Writers (in order): Irene Tsen, Helena Surwillo, Troy Woodley, Eileen Hung, Kelson Cantrell, Amann S. Mahajan, Lillian Fong, Joel the Great, Nessa Kmetec, Fiona Li, Carly Liao, Diya, Sophie Hahn, Jane Fairfax. Editors: Ms. Ja and Ms. Wilson.
Lys absolutely hated birds. Despised every single species there was with unmatched loathing. So, of course, one would blatantly poop on her head right as she was about to approach Connor.
If she didn’t know better, she’d have thought it was aiming for her.
It seemed as if the universe kept targeting her, reminding her again and again of what she’d done. At the time, she hadn’t deemed what she’d done to have such an impact, but as the inconveniences built up, the nagging in the back of her mind was growing to a shrieking, like a volley of those very birds.
This was supposed to be her making amends; Connor—she hoped—would understand, would help make her understand. For, what was the point of this blaming of her if not a reminder of human nature being prone to elaboration and gratification simultaneously, as well as its ability to forgive.
Her steps regained vigor, and glaring at the sky at that stupid black raven, she pulled out a wipe and cleaned off her jacket. Turning back towards Connor, who still hadn’t noticed her, she hoped her plan wouldn’t fail her as it had before.
She walked towards him, but just as she arrived, the school bell rang, and a tidal wave of students pushed them apart.
That bird must have been aiming for her.
She stumbled into history, her jacket still smelling of bird poop and Lysol, her mind replaying the scene from two weeks ago over and over.
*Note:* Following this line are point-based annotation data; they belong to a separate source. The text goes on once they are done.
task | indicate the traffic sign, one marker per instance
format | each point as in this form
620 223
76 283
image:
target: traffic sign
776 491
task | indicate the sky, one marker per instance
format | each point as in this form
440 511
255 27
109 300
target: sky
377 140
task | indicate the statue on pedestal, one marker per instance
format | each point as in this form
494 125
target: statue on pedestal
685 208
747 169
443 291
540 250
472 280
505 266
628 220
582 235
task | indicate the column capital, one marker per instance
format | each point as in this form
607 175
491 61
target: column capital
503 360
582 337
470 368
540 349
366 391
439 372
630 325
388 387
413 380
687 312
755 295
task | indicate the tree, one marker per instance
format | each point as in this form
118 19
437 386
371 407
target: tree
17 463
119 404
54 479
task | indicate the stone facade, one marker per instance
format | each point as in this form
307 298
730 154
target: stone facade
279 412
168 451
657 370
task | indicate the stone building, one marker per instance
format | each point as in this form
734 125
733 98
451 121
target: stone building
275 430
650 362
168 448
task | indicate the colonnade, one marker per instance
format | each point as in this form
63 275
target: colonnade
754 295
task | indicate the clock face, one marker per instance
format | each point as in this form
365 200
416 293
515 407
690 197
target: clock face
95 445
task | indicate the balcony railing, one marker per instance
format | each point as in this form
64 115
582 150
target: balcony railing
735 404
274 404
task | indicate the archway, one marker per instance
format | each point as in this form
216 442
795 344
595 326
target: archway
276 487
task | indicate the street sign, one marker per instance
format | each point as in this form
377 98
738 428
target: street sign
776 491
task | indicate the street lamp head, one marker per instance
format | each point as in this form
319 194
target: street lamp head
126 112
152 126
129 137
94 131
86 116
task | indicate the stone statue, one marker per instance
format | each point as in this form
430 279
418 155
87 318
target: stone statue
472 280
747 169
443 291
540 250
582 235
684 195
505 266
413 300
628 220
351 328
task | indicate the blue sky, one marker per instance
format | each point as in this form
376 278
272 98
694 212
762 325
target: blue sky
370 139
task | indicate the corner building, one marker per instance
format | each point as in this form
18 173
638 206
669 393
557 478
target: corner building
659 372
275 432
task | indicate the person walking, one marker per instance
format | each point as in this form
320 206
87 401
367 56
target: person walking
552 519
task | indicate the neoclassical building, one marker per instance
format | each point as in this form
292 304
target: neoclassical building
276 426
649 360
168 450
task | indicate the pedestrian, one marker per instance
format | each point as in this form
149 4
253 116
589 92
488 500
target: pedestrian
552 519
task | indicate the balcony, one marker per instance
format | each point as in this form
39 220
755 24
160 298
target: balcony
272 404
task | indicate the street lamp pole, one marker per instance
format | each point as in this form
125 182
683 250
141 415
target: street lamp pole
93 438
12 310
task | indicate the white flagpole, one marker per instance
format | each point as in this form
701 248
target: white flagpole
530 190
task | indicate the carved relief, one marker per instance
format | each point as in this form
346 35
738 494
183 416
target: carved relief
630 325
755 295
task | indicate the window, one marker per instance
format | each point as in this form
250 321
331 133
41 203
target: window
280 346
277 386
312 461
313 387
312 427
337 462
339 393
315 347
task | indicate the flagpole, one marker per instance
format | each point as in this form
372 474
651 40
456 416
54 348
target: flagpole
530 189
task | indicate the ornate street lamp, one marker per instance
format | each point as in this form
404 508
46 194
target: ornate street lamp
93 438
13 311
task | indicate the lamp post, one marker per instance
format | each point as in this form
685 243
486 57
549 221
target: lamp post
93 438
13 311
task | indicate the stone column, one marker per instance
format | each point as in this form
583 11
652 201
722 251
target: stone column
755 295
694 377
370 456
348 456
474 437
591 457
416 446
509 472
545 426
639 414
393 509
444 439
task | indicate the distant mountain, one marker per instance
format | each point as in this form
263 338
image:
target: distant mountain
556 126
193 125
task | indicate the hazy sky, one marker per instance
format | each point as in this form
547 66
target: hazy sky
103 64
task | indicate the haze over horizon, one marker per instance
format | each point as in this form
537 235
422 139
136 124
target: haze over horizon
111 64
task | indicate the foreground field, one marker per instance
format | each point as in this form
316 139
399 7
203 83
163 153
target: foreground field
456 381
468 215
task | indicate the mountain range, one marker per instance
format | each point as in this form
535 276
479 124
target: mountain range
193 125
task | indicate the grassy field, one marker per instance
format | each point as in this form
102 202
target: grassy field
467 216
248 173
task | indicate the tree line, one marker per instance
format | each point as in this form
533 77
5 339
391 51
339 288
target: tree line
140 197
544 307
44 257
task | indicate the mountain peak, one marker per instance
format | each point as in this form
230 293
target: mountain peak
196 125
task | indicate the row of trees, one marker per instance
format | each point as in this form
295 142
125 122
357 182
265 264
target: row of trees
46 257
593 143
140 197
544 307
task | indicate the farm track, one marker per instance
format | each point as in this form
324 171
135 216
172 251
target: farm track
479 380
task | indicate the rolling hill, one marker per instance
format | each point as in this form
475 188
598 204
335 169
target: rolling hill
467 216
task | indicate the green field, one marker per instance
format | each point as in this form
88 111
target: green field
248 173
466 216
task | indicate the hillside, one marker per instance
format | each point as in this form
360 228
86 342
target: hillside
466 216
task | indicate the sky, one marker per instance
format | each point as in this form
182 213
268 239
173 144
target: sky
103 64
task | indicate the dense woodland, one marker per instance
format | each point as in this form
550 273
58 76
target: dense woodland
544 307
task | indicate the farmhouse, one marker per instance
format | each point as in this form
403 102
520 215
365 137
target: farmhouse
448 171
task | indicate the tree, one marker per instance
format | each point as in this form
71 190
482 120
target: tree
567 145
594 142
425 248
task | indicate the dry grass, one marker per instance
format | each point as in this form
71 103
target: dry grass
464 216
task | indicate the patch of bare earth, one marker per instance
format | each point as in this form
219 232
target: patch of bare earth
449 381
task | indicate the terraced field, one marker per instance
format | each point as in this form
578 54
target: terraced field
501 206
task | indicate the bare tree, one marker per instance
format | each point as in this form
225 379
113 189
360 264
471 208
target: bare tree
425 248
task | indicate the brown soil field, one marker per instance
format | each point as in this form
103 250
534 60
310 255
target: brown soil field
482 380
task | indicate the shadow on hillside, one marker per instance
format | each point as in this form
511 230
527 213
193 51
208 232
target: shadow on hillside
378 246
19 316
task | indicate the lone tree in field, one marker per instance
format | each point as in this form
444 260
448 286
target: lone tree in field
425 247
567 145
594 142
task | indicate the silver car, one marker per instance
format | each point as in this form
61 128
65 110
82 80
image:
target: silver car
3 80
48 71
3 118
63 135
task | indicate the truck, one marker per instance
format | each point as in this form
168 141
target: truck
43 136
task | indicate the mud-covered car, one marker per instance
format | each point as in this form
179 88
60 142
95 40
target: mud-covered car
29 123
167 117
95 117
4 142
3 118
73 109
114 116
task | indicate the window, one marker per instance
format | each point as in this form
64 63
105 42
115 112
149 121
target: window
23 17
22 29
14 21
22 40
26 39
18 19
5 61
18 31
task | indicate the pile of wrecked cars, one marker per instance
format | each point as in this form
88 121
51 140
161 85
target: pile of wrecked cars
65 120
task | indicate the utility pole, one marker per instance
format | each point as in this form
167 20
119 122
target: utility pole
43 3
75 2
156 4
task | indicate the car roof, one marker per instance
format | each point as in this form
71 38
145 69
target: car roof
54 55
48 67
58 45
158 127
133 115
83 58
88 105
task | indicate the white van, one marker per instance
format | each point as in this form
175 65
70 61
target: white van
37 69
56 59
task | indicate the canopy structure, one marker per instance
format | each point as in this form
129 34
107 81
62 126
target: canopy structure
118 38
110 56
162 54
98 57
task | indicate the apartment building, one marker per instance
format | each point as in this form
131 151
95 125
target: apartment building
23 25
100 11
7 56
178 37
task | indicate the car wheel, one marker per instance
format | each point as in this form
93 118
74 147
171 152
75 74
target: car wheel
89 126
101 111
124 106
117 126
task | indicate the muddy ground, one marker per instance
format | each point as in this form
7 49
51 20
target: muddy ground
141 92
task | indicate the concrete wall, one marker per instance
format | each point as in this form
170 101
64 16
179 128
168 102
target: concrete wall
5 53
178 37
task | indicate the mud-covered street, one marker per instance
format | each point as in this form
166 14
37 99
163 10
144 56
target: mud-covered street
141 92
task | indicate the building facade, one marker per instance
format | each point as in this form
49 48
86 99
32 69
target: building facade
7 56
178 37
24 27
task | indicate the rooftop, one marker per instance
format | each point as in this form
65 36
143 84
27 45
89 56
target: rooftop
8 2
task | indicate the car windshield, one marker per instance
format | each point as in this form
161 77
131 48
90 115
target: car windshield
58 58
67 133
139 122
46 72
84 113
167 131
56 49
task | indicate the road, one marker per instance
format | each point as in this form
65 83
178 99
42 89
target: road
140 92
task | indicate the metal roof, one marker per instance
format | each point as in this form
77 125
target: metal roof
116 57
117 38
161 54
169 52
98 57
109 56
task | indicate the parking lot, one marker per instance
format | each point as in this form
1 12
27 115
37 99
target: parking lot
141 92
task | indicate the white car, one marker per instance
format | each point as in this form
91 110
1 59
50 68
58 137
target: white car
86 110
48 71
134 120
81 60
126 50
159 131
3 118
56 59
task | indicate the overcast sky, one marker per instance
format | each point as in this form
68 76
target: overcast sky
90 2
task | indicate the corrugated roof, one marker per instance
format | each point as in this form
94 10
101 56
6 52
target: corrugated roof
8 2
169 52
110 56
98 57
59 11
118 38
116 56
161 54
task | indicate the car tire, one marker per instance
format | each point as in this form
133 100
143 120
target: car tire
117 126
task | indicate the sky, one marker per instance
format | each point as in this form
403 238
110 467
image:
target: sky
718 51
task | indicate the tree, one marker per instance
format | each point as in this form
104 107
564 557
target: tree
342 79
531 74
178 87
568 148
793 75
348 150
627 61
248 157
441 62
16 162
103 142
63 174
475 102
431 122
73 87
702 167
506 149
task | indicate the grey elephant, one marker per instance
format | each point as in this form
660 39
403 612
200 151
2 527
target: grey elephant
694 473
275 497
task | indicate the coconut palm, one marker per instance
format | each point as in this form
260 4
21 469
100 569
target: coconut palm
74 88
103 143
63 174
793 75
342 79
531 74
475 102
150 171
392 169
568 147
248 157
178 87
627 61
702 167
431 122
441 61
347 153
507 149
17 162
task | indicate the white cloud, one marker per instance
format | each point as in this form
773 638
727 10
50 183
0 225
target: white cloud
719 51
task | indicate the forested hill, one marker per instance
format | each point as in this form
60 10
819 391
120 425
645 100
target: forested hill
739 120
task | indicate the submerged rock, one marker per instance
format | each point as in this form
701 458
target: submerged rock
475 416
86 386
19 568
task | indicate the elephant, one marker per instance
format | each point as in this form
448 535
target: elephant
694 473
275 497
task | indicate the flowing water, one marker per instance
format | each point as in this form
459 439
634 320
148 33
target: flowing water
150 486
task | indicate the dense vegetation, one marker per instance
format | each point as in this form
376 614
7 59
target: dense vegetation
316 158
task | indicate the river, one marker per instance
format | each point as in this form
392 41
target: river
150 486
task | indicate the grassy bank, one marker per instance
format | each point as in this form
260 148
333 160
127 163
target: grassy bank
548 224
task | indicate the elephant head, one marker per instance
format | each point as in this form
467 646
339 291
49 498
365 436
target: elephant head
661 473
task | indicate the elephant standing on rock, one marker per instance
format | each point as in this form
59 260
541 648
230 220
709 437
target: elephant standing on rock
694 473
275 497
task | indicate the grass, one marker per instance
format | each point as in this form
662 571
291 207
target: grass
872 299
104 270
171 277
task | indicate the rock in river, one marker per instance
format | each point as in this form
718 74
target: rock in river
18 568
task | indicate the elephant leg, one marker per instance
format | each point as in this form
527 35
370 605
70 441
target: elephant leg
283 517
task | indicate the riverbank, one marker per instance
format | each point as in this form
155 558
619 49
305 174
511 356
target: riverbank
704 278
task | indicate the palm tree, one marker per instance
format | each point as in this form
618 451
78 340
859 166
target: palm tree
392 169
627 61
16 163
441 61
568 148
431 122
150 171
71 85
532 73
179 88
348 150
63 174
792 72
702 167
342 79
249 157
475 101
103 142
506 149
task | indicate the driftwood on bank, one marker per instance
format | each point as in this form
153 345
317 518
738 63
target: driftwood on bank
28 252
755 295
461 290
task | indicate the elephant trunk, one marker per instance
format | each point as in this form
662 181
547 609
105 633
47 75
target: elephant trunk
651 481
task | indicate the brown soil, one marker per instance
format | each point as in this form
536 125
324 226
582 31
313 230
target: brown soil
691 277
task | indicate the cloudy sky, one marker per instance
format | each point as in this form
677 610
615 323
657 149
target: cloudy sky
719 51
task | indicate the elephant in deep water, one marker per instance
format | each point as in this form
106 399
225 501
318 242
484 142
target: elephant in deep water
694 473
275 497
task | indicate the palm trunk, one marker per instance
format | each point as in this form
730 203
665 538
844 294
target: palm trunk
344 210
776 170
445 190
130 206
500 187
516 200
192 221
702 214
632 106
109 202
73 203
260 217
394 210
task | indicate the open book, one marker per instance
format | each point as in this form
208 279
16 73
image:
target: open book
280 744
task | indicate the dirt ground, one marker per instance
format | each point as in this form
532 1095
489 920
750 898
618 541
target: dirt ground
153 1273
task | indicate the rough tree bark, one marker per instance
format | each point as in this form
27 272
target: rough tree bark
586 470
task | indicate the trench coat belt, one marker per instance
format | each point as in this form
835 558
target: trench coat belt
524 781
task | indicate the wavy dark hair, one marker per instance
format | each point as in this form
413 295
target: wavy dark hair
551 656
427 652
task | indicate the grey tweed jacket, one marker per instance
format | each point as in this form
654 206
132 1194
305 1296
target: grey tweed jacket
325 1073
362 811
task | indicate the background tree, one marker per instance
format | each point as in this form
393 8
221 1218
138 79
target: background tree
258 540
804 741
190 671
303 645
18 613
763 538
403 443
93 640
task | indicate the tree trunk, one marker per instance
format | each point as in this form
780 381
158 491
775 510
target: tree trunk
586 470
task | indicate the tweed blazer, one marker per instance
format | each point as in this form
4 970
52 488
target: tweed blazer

She could still hear his shocked voice saying, “What the hell do you think you’re doing?”
Two birds, one stone. An idiom Lys lived by, both because of her desire to finish any task as quickly as possible, and because she often wished she could throw rocks at the pesky fowl that constantly threatened to ruin her day. That idiom was what always led her to look for the quickest way out, the easiest corner to cut, and the ways to turn her many problems into one.
Unfortunately, the quickest method wasn't always the best, and racing to the finish inevitably meant shoving people aside along the way. Lys learned that the hard way.
For so many years, she had raced to the finish out of fear of getting left behind. Only now did she turn back around and see all the people she had hurt, scattered along her path of careless destruction.
Her thoughts brought her back to that day, the day that it had all gone down. She remembered the deep blue sky, the chirping of birds, the feeling of the sun on her skin.
The bright atmosphere hadn’t jibed with her feelings, however. As she’d walked towards Connor’s locker, she’d felt slightly apprehensive. She supposed this jumbled worry was partly a reflection of Connor’s own behavior recently—he had been skittish, quiet, withdrawn.
So although she only intended to borrow some notes from Connor’s locker, Lys wondered if she mightn’t hit another bird with this stone, this opportunity. Perhaps in looking in his locker, she might not only acquire the notes, but also a clue to Connor’s erratic behavior… something indicating why he was so unhappy. Perhaps it wasn’t entirely her business, but maybe she could help.
Two birds, one stone… the notes for tomorrow’s test and a possible clue to Connor’s behavior, all packaged neatly in the opportunity of searching his locker. Lys wasn’t one to pass this up.